5年ぶりにJ2に復帰した鹿児島は、リーグ開幕2試合で1勝1分と上々のスタートを切った。2試合とも後半に先制されながら、第1節・群馬戦は引き分け、第2節・徳島戦は逆転勝ち。昨季途中から指揮を執る大島 康明監督の下、J3時代からの積み上げが進んで、チームが着実に成長している姿を印象づけている。
システムは[4-2-3-1]。前線からディフェンスラインまでコンパクトな距離感を保ち、激しくプレスを掛けてボールを奪う。昨季は引いて人数をかけて守る相手を崩し切れないことが多かったが、今季は密集地帯でも細かいパスワークを見せて相手の守りを翻ろうし、シュートまで持ち込むシーンがたびたび作れるようになった。日頃から狭いエリアで人数をかけ、厳しいプレッシャーが掛かる中でボールをつなぐ練習をしていることで「J2レベルのプレスを臆せず、自然にはがせるようになった」と大島監督は言う。
群馬戦は藤本 憲明、徳島戦は鈴木 翔大と武 星弥。いずれも途中出場の選手がゴールを挙げている。大島監督の采配が的中した形だが、あくまでも「選手たちがよくやってくれた」(大島監督)結果であり、「スタメンの選手も含めてチーム全体で点を取りにいく」(同監督)姿勢を常に強調する。群馬戦の同点ゴールは、JFLからJ1まですべてのカテゴリーの開幕戦でゴールを挙げている“開幕男”藤本の技が光る一方で、前線4人が連動してプレスを掛けて相手DF陣の動揺を誘い、藤本と鈴木の2人がかりでのボール奪取が起点になった。
昨季からの主力の大半が残っている中で、この2試合は1トップのンドカ チャールス、トップ下の田中 渉、ボランチの藤村 慶太とセンターラインの新加入選手が早くも鹿児島のサッカーに欠かせない存在感を放っている。
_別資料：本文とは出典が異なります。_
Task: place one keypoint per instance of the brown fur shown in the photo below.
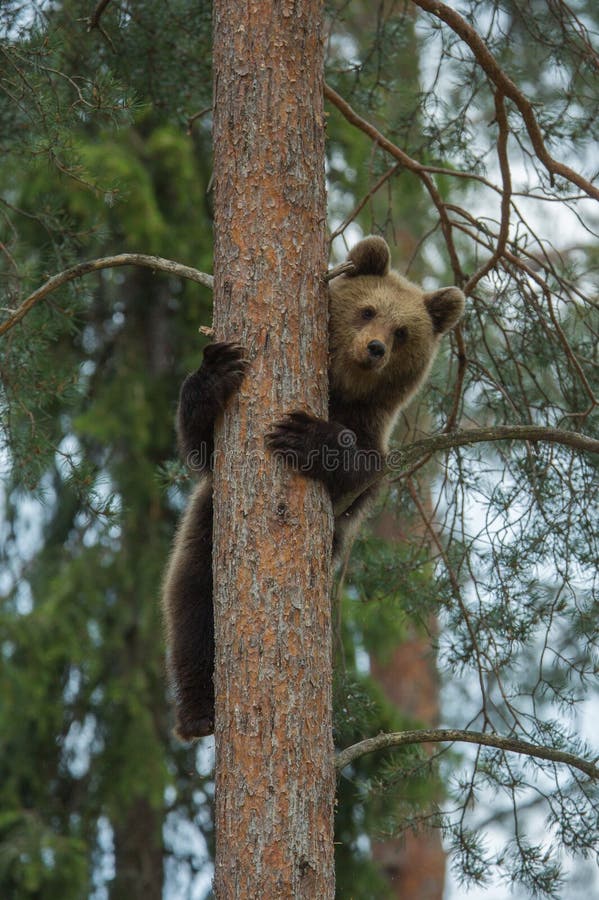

「誰が出ても同じサッカーができる」と大島監督は昨季から常々言い続けており、徳島戦から中3日、リーグ次節・いわき戦まで中2日のタイトな日程で迎えるルヴァンカップはガラリとメンバーを替えてくる可能性も十分考えられる。「目の前のピッチを100%でプレーするのみ」と大島監督。リーグ開幕2試合で6得点を挙げた千葉の攻めをいかに防ぎ、攻撃につなげていくかがポイントになりそうだ。
対する千葉はJ2第1節で同じく昇格候補に挙げられる山形と対戦し、2-3の逆転負けを喫した。しかし、第2節・藤枝戦は4-0と格の違いを見せた。「攻守にわたり、自分たちのやりたいことができた」と小林 慶行監督。山形戦とメンバーを入れ替えてサッカーの質が向上したところに、選手層の厚さがうかがえる。鹿児島とは10日後のJ2第4節に、今回と同じ白波スタジアムで対戦する。両監督がどのようなメンバー構成、戦術で戦うか、注目したい。